MarketWatch Quotes Cabot: "The Future is Bright"

Reprinted from MarketWatch

Dow 14,000 in 2011? Battered Bulls Feel Vindicated
Commentary: Two letters say history show current pessimism is misplaced

By Peter Brimelow, MarketWatch
Sunday, August 2, 2010

A jagged July ends positive, and two battered bulls feel vindicated.

First, a proprietary word: The Hulbert Stock Newsletter Sentiment Index (HSNSI) — which the reflects the average equity exposure among a subset of the short-term market timing newsletters tracked by the Hulbert Financial Digest — stood on Friday night at 35%, down from 47.5% on Thursday.

Earlier this month, Mark Hulbert argued that the HSNSI's relative slow response to the market rebound off its July 2 low was bullish from a contrary point of view.

Stocks are indeed slightly higher now, but so is the HSNSI. Mark Hulbert regards the current reading as sliding back from positive toward neutral — over the next few months.

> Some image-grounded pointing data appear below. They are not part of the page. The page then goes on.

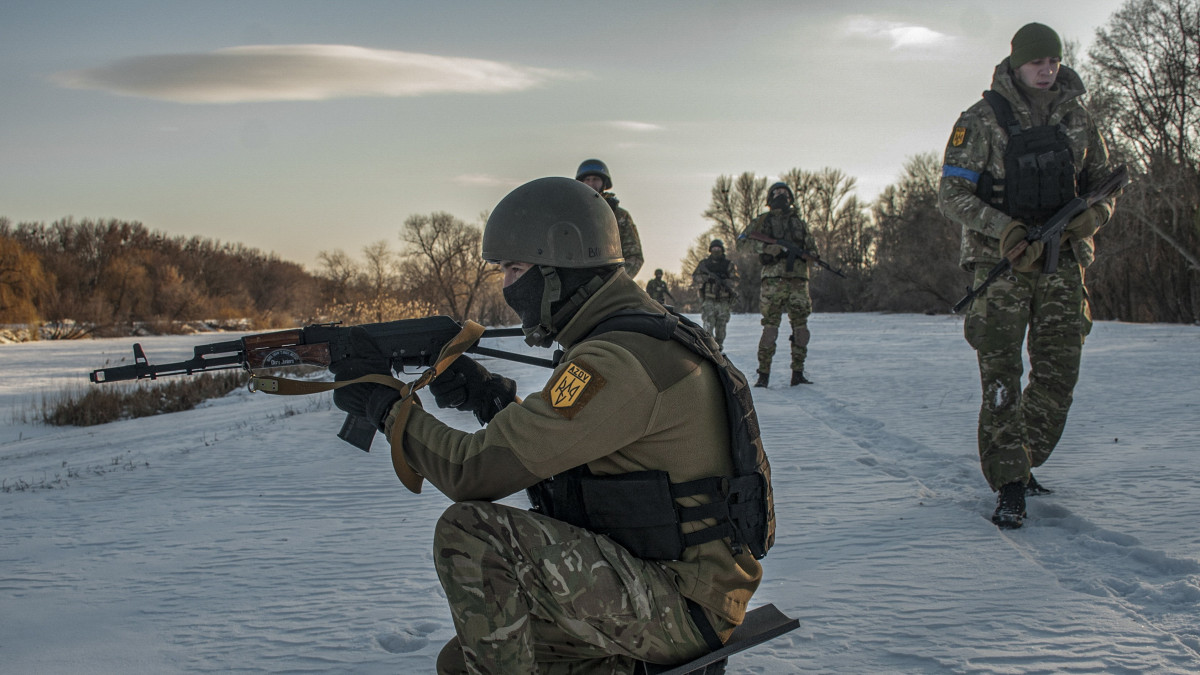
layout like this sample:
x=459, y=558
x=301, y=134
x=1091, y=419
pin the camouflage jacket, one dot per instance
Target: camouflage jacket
x=618, y=404
x=658, y=290
x=977, y=145
x=787, y=225
x=630, y=243
x=715, y=279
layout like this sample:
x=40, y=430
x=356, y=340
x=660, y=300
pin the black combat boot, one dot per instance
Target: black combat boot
x=1009, y=512
x=1033, y=489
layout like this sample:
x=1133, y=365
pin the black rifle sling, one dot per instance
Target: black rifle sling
x=639, y=509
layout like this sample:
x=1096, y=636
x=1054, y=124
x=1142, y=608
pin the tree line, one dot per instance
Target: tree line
x=899, y=254
x=79, y=278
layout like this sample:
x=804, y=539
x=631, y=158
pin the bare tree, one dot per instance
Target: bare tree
x=443, y=264
x=917, y=254
x=1145, y=64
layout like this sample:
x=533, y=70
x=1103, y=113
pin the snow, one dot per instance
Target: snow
x=245, y=537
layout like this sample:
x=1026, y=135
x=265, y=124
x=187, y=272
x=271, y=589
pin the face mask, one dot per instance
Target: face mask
x=525, y=297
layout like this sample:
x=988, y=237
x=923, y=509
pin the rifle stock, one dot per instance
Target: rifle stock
x=411, y=342
x=1050, y=234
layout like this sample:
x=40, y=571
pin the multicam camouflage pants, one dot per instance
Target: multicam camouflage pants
x=779, y=296
x=715, y=315
x=1020, y=429
x=529, y=593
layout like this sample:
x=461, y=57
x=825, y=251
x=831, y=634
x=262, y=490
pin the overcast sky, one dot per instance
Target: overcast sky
x=299, y=127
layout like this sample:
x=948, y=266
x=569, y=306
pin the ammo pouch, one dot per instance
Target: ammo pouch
x=639, y=509
x=1039, y=168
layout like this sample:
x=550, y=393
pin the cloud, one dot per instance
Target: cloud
x=640, y=126
x=485, y=180
x=901, y=36
x=303, y=72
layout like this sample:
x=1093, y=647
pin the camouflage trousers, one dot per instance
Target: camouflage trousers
x=529, y=593
x=779, y=296
x=715, y=315
x=1019, y=429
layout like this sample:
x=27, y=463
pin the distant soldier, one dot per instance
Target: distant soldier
x=714, y=276
x=1013, y=159
x=785, y=281
x=595, y=175
x=658, y=288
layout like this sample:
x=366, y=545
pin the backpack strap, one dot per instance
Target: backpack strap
x=1003, y=109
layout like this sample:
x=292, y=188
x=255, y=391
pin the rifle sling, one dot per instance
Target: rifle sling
x=400, y=413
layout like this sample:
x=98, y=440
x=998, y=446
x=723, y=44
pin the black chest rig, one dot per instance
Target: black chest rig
x=1039, y=168
x=639, y=509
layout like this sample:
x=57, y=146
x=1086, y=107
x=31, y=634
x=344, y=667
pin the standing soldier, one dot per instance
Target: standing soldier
x=1012, y=161
x=715, y=276
x=631, y=435
x=658, y=288
x=785, y=281
x=594, y=174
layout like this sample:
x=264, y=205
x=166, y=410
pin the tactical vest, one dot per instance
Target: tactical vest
x=721, y=270
x=639, y=509
x=1039, y=168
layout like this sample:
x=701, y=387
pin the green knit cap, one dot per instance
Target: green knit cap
x=1035, y=41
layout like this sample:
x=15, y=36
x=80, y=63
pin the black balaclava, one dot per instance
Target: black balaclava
x=547, y=297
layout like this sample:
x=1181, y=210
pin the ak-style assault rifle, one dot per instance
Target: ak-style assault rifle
x=1050, y=234
x=793, y=251
x=413, y=342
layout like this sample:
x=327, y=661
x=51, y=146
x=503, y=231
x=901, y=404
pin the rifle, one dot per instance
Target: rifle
x=1050, y=233
x=793, y=251
x=412, y=342
x=720, y=281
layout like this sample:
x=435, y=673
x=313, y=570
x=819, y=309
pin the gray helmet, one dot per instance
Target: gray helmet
x=553, y=221
x=594, y=167
x=791, y=197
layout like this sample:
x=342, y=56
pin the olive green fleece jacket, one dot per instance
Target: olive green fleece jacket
x=647, y=404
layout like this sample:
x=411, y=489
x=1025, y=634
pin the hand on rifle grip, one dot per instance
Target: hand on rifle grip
x=1024, y=255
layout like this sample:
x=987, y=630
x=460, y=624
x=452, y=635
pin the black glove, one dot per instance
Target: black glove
x=367, y=400
x=468, y=386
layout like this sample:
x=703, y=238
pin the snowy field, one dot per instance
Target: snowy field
x=244, y=537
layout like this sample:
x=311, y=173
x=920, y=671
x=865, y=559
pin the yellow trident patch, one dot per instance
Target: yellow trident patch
x=573, y=389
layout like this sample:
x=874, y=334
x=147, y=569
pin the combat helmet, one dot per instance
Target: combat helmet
x=777, y=185
x=569, y=233
x=552, y=221
x=594, y=167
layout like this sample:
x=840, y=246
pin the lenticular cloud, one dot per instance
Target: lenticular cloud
x=301, y=72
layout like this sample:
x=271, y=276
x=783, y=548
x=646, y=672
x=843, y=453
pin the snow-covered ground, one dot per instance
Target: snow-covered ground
x=245, y=537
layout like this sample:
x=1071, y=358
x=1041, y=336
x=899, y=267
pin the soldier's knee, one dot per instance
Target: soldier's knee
x=769, y=333
x=456, y=524
x=450, y=658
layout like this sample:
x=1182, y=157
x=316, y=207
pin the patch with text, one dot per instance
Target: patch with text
x=573, y=389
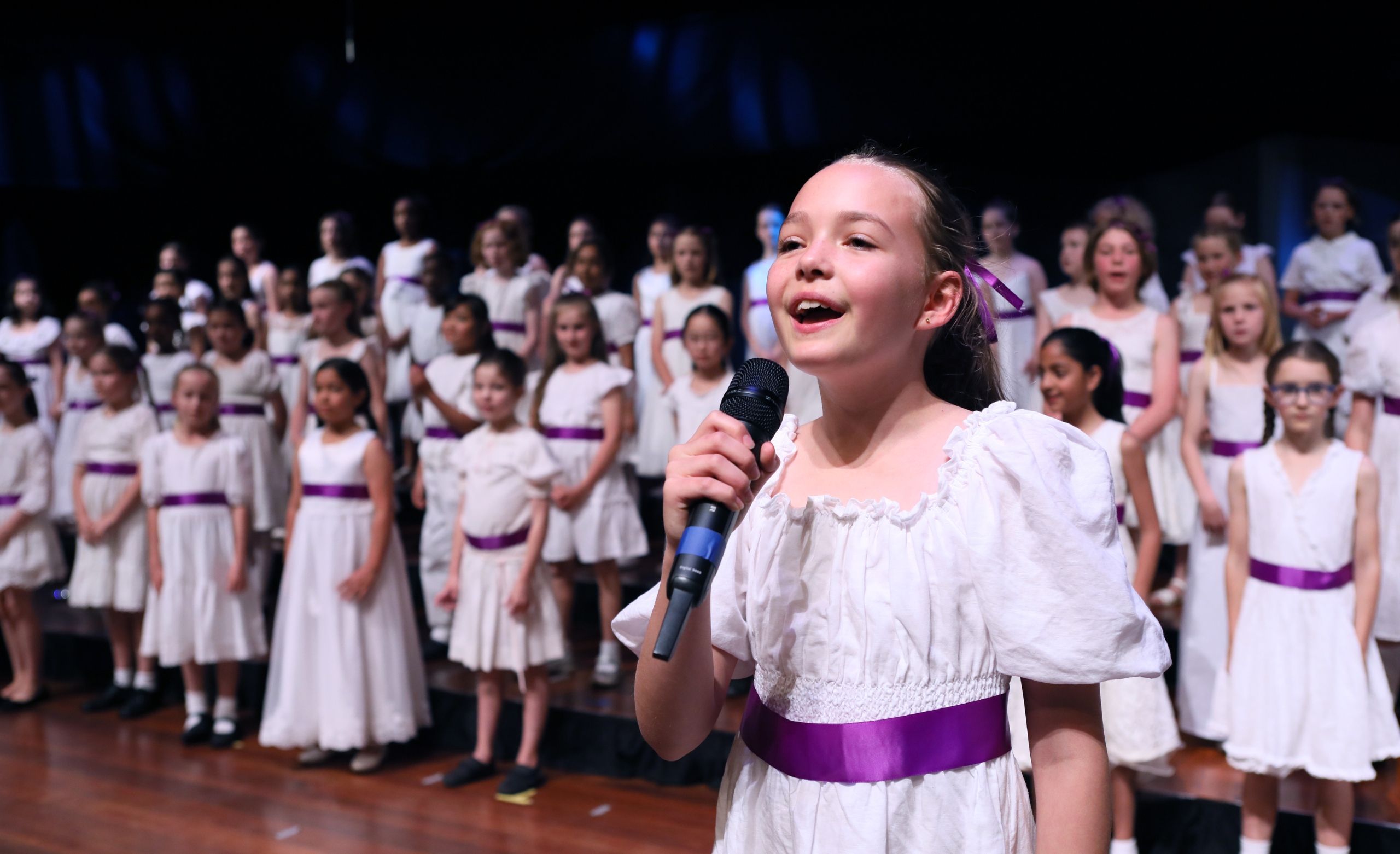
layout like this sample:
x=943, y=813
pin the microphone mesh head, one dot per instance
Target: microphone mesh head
x=756, y=397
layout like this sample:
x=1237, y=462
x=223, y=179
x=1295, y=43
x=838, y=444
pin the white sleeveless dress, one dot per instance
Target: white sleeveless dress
x=343, y=675
x=1236, y=416
x=1374, y=370
x=1172, y=490
x=1299, y=695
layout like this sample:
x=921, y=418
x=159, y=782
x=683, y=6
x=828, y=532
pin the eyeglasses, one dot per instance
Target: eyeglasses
x=1318, y=392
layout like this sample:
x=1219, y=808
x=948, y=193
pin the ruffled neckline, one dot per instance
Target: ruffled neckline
x=962, y=444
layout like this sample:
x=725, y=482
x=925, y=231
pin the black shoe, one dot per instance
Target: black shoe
x=521, y=782
x=469, y=770
x=139, y=705
x=115, y=696
x=226, y=740
x=199, y=733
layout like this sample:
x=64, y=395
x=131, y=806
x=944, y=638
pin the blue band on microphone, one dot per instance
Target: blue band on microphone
x=702, y=542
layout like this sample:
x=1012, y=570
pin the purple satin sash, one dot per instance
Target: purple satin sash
x=501, y=541
x=111, y=468
x=1298, y=579
x=1321, y=296
x=1223, y=449
x=335, y=490
x=189, y=499
x=581, y=433
x=876, y=751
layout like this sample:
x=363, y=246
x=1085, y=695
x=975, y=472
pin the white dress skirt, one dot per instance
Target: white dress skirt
x=343, y=675
x=195, y=617
x=1236, y=417
x=1374, y=370
x=606, y=525
x=33, y=556
x=501, y=472
x=866, y=611
x=1172, y=490
x=111, y=573
x=1299, y=695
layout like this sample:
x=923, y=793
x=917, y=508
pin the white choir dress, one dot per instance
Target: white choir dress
x=1172, y=490
x=31, y=351
x=656, y=434
x=1299, y=695
x=343, y=675
x=1374, y=370
x=195, y=617
x=508, y=303
x=79, y=399
x=866, y=611
x=500, y=474
x=451, y=379
x=33, y=557
x=111, y=573
x=606, y=525
x=1235, y=415
x=161, y=370
x=404, y=296
x=691, y=409
x=243, y=392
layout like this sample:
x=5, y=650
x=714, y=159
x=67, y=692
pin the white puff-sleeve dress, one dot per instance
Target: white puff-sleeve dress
x=195, y=617
x=501, y=472
x=111, y=573
x=1299, y=692
x=343, y=675
x=867, y=611
x=606, y=525
x=33, y=556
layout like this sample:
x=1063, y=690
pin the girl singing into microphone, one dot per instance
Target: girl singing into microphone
x=901, y=559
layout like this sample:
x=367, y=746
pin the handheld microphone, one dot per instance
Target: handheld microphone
x=756, y=397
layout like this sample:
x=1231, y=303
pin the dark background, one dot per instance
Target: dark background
x=129, y=125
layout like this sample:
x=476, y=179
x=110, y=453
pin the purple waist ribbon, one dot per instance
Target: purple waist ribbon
x=876, y=751
x=1223, y=449
x=189, y=499
x=1299, y=579
x=501, y=541
x=335, y=490
x=1321, y=296
x=111, y=468
x=583, y=433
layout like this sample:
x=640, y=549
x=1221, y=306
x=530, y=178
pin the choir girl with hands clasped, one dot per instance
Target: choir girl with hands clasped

In contrast, recently I looked at two bullish letters that were being battered by July's cross currents. Both have updated as the month ended strongly — and both feel vindicated.

Sound Advice has distinguished itself by heroically turning bullish in very early 2009 and remaining bullish through every local difficulty since then. But this summer's slump left it queasy, though still buying.

On Friday, Sound Advice seemed well recovered, although its reasoning was still rather grim: It thinks the economy might well be headed into a double dip — but that might not be the end of the world, or at least of the bull market.

It wrote: "We took a look at GDP numbers for the period since World War II and found that though most expansions begin and continue unabated (1949, 1953, 1957, 1974 and 1990), at least four (1969, 1980, 1981 and 2001) revealed not just slowing after the first quarter of growth but a renewed contraction before gaining enough traction to post successive positive quarters. And in two of those recoveries (1974 and 1990) that did not endure a contraction after the recessionary quarters had ceased, growth decelerated, as it has in this quarter, before the economy took off."

Sound Advice's contrarian conclusion: "Skepticism about the economic recovery continues, and substantial anxiety about the durability of a recovery for stock prices also lives on. With few exceptions, this combination of anxiety usually points to higher prices. If our heretical review of how economic expansions have worked over the last 65 years is confirmed this time around, we should do well."

Cabot Market Letter said in early July that it was "putting a line back in the water." It nearly got washed off the quay. (See July 22 column.) But it's still there.

Its most recent monthly issue, dated July 28, was headed "The Future Is Bright." That's refreshing, eh?

Cabot wrote: "Long-time readers know the best investing environments come when markets strengthen, yet investor sentiment remains negative, and that may describe the current situation to a T. According to the American Association of Individual Investors, investor sentiment was recently at its lowest level since 1987, when its record-keeping began. Yet the market is strengthening! Our [intermediate term] Cabot Tides buy signal remains in effect, and our longer-term Cabot Trend Lines could turn positive at the end of the week."

Cabot is now 65% invested and has added two new buys: Riverbed Technology Inc. (NASDAQ: RVBD) and Salesforce.com Inc. (NYSE: CRM).

Cabot concludes with a surprisingly strong (for such a judicious service) endorsement of the venerable "Presidential Election Cycle" theory. It writes: "From the market's low point in the year of the midterm elections (like 2010), to its high the following year (2011), the major averages have averaged a gain of nearly 50%. It's true!" (See excerpt from Cabot Market Letter.)

Based on past performance, it projects: "With a Dow low of 9,687, a rally into 2011 could carry the index well above 13,000 and even to 14,000. It might sound crazy, but history suggests it's not just possible, but likely!"